You may be aware of it being unlawful in the European Union to name or refer to any sparkling wine “Champagne” unless it is produced in the Champagne region of France. France’s Comité Champagne has a reputation for being particularly aggressive and litigious in protecting their trademark, with a recent multifaceted court battle with an Australian woman calling herself ‘Champagne Jayne’ concluding in 2017 – she won and has the right to continue operating under that name.

In a similar vein, Australian winemakers have just recently determined that the term for any wine made with Nero d’Avola grapes must not be used to describe any wines that are not from the Italian region of Avola in the south east of Sicily. This declaration has been made by the Geographical Indications Committee, which has power to grant protection to such terms under the Wine Australia Act 2013 (Cth) (the Act), and comes as a result of a push from Italy’s Ministry of Agriculture to prevent the sale of Australian Nero d’Avola wines in the UK.

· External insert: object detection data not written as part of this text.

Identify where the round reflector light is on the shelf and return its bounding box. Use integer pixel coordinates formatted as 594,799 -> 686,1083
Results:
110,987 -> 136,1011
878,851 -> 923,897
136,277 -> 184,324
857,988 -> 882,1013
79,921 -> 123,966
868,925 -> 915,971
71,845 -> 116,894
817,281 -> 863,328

As a result of this determination Australian winemakers that produce Nero d’Avola wine now face some uncertainty as to whether they are allowed to trademark their wines if it includes some variation of the term Nero d’Avola, despite this accurately describing the product.
More seriously, protection under Part VIB of the Act also makes it illegal to falsely describe or present wine as the product of a certain protected geographical indication – in this case, Avola – with penalties of imprisonment of up to 2 years.

Winemakers should be acutely aware of this new restriction and make sure their grapes don’t attract the wrath of Wine Australia or other overseas regulatory bodies.